A machine learning way to analyse white matter tractography streamlines / Application of artificial intelligence in correcting motion artifacts and reducing scan time in MRI
1. Embedding is all you need: A machine learning way to analyse white matter tractography streamlines - Dr Shenjun Zhong, Monash Biomedical Imaging Embedding white matter streamlines with various lengths into fixed-length latent vectors enables users to analyse them with general data mining techniques. However, finding a good embedding schema is still a challenging task as the existing methods based on spatial coordinates rely on manually engineered features, and/or labelled dataset. In this webinar, Dr Shenjun Zhong will discuss his novel deep learning model that identifies latent space and solves the problem of streamline clustering without needing labelled data.
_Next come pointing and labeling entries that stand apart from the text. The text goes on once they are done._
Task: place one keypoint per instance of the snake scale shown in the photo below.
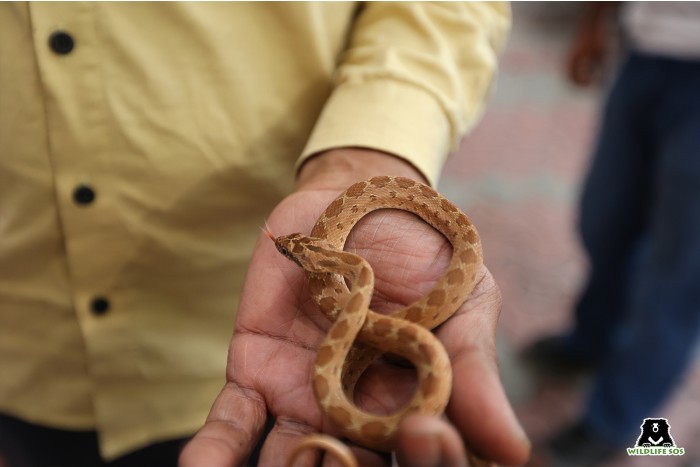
(359, 335)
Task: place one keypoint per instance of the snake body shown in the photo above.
(358, 335)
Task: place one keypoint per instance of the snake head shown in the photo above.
(286, 244)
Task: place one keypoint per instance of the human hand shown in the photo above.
(279, 328)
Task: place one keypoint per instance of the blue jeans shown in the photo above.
(639, 314)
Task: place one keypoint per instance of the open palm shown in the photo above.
(279, 329)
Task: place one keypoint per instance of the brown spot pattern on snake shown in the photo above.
(340, 329)
(364, 278)
(447, 206)
(327, 303)
(356, 190)
(339, 415)
(468, 256)
(380, 182)
(405, 182)
(436, 297)
(335, 208)
(325, 355)
(334, 226)
(354, 304)
(382, 327)
(455, 276)
(407, 334)
(373, 429)
(352, 260)
(321, 386)
(414, 314)
(427, 191)
(429, 385)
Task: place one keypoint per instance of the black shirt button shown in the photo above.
(84, 195)
(61, 42)
(99, 306)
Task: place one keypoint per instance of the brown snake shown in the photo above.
(359, 335)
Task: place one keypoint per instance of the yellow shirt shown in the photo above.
(142, 145)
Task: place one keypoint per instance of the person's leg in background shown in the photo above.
(665, 296)
(614, 213)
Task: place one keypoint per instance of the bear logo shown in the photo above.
(655, 432)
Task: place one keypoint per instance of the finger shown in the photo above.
(234, 423)
(479, 407)
(425, 441)
(282, 443)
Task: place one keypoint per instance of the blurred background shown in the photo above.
(518, 177)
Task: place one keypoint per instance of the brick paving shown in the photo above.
(518, 177)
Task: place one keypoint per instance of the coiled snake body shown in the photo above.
(358, 335)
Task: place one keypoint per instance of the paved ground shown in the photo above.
(518, 177)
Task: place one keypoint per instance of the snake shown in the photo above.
(358, 335)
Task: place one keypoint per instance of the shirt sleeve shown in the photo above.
(413, 80)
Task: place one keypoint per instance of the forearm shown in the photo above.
(339, 168)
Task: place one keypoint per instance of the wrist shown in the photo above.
(339, 168)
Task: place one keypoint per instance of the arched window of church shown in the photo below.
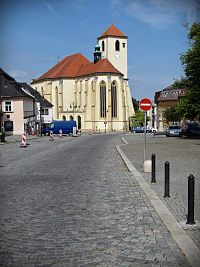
(117, 46)
(102, 99)
(114, 99)
(103, 46)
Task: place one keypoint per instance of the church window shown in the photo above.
(117, 46)
(103, 46)
(102, 99)
(114, 99)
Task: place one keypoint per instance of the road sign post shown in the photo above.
(145, 104)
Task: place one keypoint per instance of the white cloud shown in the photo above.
(18, 74)
(158, 13)
(52, 10)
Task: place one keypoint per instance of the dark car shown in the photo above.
(138, 129)
(191, 129)
(174, 130)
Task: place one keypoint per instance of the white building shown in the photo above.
(95, 94)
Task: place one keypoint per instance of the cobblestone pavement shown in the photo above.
(74, 203)
(183, 155)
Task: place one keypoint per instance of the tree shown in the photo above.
(135, 104)
(138, 118)
(172, 115)
(189, 105)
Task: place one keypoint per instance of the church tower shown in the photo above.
(113, 45)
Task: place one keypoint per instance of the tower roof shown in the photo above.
(113, 32)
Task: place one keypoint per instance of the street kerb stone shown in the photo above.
(183, 240)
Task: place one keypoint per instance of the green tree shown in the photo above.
(189, 105)
(172, 114)
(138, 118)
(135, 104)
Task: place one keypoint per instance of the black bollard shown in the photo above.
(166, 193)
(190, 217)
(153, 168)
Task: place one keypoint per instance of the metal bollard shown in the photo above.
(153, 168)
(190, 216)
(166, 193)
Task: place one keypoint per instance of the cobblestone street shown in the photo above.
(74, 203)
(183, 155)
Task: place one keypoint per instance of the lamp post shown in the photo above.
(73, 106)
(40, 122)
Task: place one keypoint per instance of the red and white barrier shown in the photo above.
(60, 133)
(51, 135)
(23, 144)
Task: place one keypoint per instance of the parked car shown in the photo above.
(140, 129)
(55, 126)
(174, 130)
(137, 129)
(191, 129)
(154, 130)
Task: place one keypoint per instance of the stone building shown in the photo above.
(95, 94)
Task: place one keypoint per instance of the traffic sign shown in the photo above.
(145, 104)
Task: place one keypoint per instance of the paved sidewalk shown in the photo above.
(183, 155)
(88, 211)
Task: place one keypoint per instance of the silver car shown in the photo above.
(174, 130)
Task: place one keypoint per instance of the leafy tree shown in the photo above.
(189, 105)
(172, 114)
(138, 118)
(135, 104)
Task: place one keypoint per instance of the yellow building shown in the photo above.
(95, 94)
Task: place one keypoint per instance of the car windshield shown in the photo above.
(174, 127)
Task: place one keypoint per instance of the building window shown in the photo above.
(103, 46)
(102, 99)
(44, 111)
(114, 99)
(8, 106)
(117, 46)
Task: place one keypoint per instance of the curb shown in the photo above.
(183, 240)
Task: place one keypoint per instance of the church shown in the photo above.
(95, 94)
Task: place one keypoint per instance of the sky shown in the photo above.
(36, 34)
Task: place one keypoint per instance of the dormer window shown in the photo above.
(117, 45)
(103, 46)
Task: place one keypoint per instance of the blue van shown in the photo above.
(55, 126)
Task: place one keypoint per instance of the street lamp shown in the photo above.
(73, 106)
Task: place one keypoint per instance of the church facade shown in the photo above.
(95, 94)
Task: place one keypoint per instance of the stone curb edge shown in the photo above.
(183, 240)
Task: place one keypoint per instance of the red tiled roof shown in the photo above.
(112, 31)
(67, 68)
(76, 66)
(101, 66)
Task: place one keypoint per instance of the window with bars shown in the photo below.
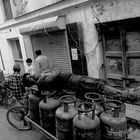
(121, 49)
(7, 9)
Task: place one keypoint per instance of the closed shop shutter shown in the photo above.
(53, 45)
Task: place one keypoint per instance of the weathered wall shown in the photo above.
(104, 10)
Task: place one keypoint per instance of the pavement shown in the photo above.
(7, 132)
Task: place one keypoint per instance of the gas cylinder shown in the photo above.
(95, 98)
(34, 105)
(64, 117)
(86, 124)
(113, 121)
(47, 108)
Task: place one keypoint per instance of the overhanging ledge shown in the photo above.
(57, 22)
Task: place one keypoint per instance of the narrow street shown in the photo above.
(9, 133)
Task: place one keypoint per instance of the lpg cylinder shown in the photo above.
(47, 108)
(34, 105)
(95, 98)
(113, 123)
(86, 124)
(64, 118)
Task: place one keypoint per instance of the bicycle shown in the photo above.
(16, 115)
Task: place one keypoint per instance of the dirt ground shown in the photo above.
(7, 132)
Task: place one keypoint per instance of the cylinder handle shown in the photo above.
(116, 108)
(67, 99)
(86, 107)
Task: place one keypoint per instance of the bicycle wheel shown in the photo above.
(16, 118)
(10, 100)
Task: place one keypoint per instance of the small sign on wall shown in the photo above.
(74, 54)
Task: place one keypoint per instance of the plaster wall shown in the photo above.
(87, 15)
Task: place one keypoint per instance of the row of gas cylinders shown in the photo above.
(69, 119)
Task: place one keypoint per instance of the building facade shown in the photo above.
(98, 38)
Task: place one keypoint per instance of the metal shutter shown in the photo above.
(55, 47)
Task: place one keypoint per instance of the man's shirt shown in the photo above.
(16, 85)
(42, 63)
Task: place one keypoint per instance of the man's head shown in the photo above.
(16, 68)
(38, 52)
(29, 61)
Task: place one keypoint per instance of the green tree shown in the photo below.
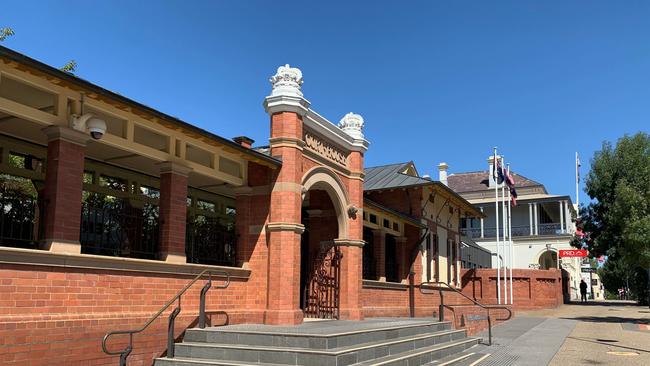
(617, 221)
(70, 67)
(6, 32)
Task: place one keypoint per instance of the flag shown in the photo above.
(500, 175)
(577, 168)
(509, 180)
(513, 196)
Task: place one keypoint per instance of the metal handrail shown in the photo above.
(172, 317)
(441, 308)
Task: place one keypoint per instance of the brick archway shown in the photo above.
(324, 179)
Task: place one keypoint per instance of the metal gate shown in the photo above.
(322, 292)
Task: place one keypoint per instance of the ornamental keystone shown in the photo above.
(287, 81)
(352, 124)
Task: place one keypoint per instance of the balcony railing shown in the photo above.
(210, 241)
(543, 229)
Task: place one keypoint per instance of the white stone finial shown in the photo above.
(287, 81)
(352, 124)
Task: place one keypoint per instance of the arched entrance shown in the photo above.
(323, 216)
(548, 259)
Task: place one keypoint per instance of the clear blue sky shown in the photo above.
(435, 81)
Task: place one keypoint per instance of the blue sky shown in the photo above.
(435, 80)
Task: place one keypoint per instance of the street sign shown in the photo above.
(573, 253)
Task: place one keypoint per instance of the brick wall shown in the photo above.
(58, 316)
(533, 289)
(62, 193)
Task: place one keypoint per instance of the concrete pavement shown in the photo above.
(596, 333)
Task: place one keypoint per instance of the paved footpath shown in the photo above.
(598, 333)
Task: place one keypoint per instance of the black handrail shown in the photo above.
(172, 317)
(441, 309)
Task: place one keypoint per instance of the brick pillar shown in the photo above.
(252, 204)
(351, 264)
(63, 188)
(379, 246)
(285, 227)
(173, 211)
(403, 254)
(286, 107)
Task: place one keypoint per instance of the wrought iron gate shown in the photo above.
(322, 292)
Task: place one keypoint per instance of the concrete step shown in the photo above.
(185, 361)
(432, 355)
(340, 338)
(423, 355)
(345, 355)
(470, 357)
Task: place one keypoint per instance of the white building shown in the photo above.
(542, 223)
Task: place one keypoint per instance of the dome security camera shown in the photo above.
(96, 127)
(89, 123)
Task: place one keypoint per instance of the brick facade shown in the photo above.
(63, 187)
(173, 212)
(58, 315)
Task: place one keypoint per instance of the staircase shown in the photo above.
(376, 341)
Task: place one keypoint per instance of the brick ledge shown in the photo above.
(20, 256)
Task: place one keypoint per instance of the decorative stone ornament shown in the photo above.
(287, 81)
(352, 124)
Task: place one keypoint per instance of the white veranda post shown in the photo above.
(510, 243)
(504, 241)
(496, 221)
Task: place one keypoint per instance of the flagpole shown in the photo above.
(505, 233)
(496, 221)
(511, 254)
(577, 183)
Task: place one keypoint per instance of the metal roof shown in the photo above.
(410, 219)
(478, 181)
(391, 176)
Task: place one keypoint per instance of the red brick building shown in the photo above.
(110, 208)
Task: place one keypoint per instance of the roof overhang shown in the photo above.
(403, 217)
(66, 79)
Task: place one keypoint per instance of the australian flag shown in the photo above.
(498, 172)
(511, 185)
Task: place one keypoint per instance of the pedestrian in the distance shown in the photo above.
(583, 291)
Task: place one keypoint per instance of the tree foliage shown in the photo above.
(5, 33)
(70, 67)
(617, 221)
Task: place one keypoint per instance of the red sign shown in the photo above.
(573, 253)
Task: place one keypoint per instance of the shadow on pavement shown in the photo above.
(605, 303)
(609, 319)
(597, 341)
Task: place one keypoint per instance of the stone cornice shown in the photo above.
(67, 134)
(286, 142)
(174, 167)
(333, 133)
(285, 226)
(349, 243)
(286, 103)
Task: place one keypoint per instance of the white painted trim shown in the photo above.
(333, 133)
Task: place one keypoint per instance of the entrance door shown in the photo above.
(322, 288)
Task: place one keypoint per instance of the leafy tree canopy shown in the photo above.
(617, 222)
(6, 32)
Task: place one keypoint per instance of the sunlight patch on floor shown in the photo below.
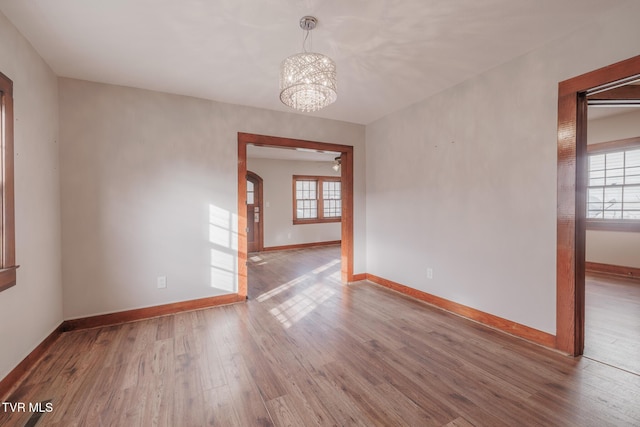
(270, 294)
(298, 306)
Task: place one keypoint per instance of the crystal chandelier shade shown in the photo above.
(308, 79)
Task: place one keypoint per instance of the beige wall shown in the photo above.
(614, 247)
(278, 210)
(465, 181)
(32, 309)
(149, 187)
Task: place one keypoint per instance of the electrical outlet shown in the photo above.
(162, 282)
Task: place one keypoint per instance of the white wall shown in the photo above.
(32, 309)
(149, 188)
(465, 181)
(279, 229)
(614, 247)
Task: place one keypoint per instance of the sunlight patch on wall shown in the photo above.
(223, 236)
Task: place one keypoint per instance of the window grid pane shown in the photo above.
(614, 185)
(306, 203)
(332, 201)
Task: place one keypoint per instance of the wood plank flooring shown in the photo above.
(612, 321)
(306, 350)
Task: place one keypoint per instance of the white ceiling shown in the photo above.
(389, 53)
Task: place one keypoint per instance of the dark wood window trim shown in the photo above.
(628, 225)
(320, 206)
(7, 220)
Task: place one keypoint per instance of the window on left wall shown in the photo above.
(7, 220)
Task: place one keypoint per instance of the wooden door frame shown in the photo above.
(260, 181)
(346, 176)
(571, 207)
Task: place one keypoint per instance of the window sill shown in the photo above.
(8, 277)
(614, 225)
(315, 221)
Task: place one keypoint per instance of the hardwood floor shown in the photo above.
(612, 321)
(306, 350)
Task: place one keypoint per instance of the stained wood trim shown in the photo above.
(149, 312)
(629, 92)
(260, 197)
(7, 199)
(8, 277)
(346, 177)
(13, 377)
(616, 270)
(617, 145)
(360, 276)
(504, 325)
(301, 245)
(571, 206)
(242, 219)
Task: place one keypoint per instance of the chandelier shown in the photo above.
(307, 79)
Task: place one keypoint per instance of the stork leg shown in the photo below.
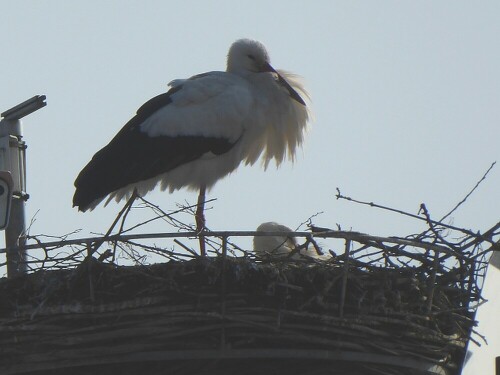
(200, 220)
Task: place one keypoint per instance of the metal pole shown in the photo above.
(15, 233)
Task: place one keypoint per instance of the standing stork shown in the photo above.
(200, 131)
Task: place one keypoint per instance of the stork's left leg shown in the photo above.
(200, 220)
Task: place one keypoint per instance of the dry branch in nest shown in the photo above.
(378, 305)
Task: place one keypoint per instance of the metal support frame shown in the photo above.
(15, 233)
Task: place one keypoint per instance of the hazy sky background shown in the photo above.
(406, 97)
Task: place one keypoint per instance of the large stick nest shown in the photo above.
(222, 315)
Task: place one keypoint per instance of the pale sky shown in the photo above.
(406, 98)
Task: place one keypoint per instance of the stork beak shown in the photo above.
(293, 94)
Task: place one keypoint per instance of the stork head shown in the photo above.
(246, 55)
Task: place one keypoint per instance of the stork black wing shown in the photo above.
(134, 156)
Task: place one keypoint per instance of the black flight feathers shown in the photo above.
(133, 156)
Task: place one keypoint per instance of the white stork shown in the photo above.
(200, 131)
(281, 246)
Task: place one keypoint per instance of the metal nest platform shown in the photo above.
(375, 306)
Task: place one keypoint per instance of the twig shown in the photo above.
(470, 192)
(371, 204)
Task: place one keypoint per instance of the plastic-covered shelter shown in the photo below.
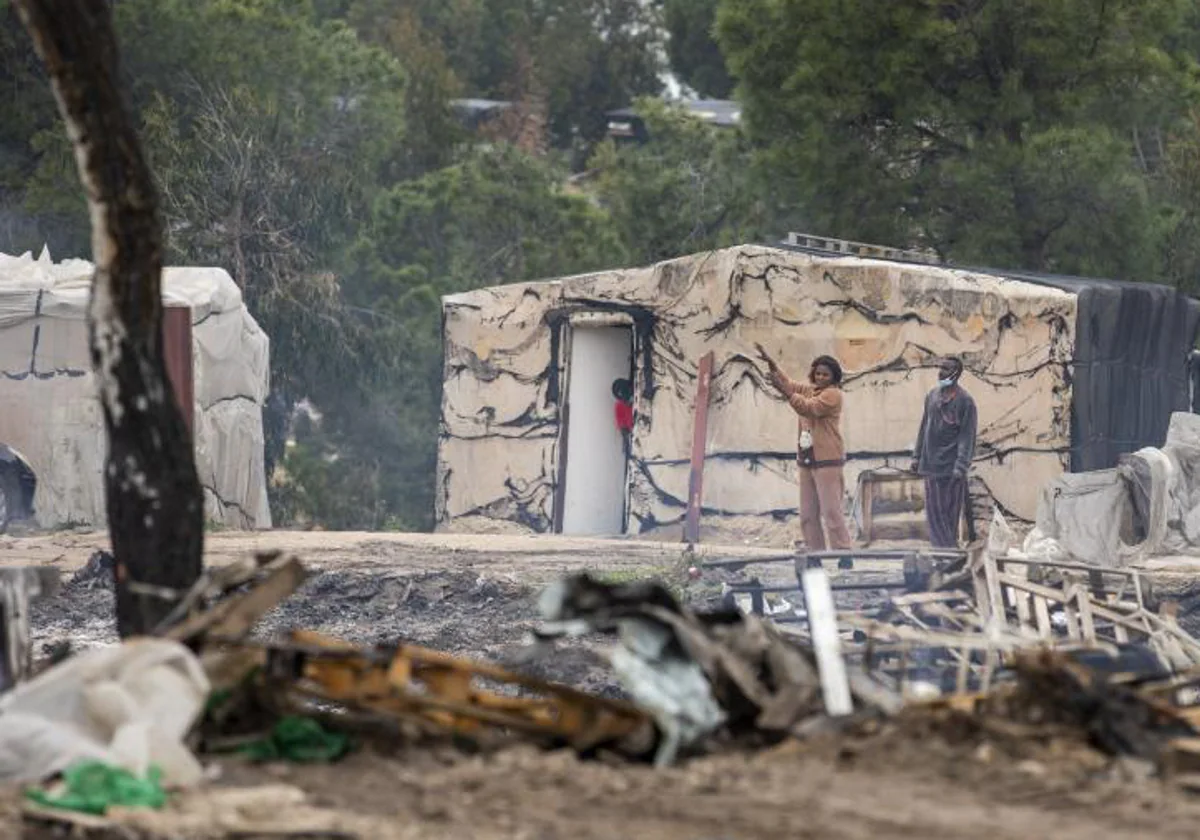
(51, 413)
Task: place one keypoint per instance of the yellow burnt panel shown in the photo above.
(861, 343)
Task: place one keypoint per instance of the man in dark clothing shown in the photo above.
(943, 451)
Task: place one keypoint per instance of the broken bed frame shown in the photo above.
(964, 613)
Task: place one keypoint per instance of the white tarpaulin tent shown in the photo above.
(1146, 507)
(49, 411)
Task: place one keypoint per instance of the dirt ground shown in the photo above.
(477, 595)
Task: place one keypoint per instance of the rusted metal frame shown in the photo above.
(699, 443)
(436, 689)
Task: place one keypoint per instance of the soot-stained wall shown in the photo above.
(888, 323)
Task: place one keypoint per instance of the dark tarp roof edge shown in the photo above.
(1131, 365)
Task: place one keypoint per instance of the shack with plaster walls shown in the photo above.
(1068, 373)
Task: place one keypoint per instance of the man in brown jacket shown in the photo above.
(821, 451)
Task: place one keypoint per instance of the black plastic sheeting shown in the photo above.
(1132, 369)
(1133, 363)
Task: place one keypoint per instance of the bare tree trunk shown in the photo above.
(154, 499)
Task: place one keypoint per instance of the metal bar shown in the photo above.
(699, 438)
(738, 563)
(827, 642)
(883, 553)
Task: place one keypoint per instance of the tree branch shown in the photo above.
(153, 493)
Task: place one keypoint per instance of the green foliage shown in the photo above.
(994, 131)
(687, 190)
(580, 58)
(310, 148)
(694, 54)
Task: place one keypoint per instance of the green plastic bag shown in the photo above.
(299, 739)
(93, 787)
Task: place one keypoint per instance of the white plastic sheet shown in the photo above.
(51, 414)
(130, 706)
(1146, 507)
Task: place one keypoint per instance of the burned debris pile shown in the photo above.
(1001, 646)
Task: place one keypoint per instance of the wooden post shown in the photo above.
(177, 351)
(699, 437)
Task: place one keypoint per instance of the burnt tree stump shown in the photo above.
(153, 492)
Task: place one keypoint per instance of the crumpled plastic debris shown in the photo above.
(129, 706)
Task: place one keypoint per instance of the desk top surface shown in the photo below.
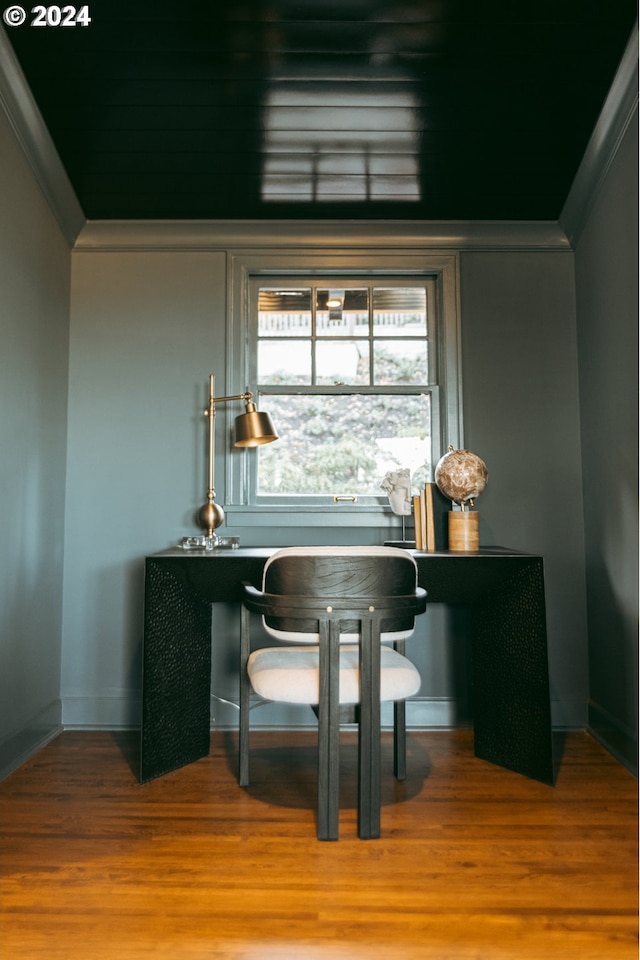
(264, 552)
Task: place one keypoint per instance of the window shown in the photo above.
(352, 368)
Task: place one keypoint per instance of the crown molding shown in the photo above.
(112, 235)
(30, 130)
(618, 112)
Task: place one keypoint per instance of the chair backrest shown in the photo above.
(339, 572)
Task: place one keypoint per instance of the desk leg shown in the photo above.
(176, 680)
(512, 715)
(369, 764)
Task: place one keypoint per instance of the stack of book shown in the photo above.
(430, 512)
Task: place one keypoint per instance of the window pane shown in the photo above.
(399, 312)
(284, 313)
(400, 362)
(342, 313)
(284, 361)
(342, 361)
(332, 445)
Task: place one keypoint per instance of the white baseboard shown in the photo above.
(25, 742)
(110, 713)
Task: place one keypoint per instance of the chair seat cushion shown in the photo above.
(292, 675)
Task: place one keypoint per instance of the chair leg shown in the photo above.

Dr Zhong is a Research Fellow and Informatics Officer at Monash Biomedical Imaging. His research interests are sequence modelling, reinforcement learning and federated learning in the general medical imaging domain. 2. Application of artificial intelligence in correcting motion artifacts and reducing scan time in MRI - Dr Kamlesh Pawar, Monash Biomedical imaging Magnetic Resonance Imaging (MRI) is a widely used imaging modality in clinics and research. Although MRI is useful it comes with an overhead of longer scan time compared to other medical imaging modalities. The longer scan times also make patients uncomfortable and even subtle movements during the scan may result in severe motion artifact in the images. In this seminar, Dr Kamlesh Pawar will discuss how artificial intelligence techniques can reduce scan time and correct motion artifacts. Dr Pawar is a Research Fellow at Monash Biomedical Imaging. His research interest includes deep learning, MR physics, MR image reconstruction and computer vision.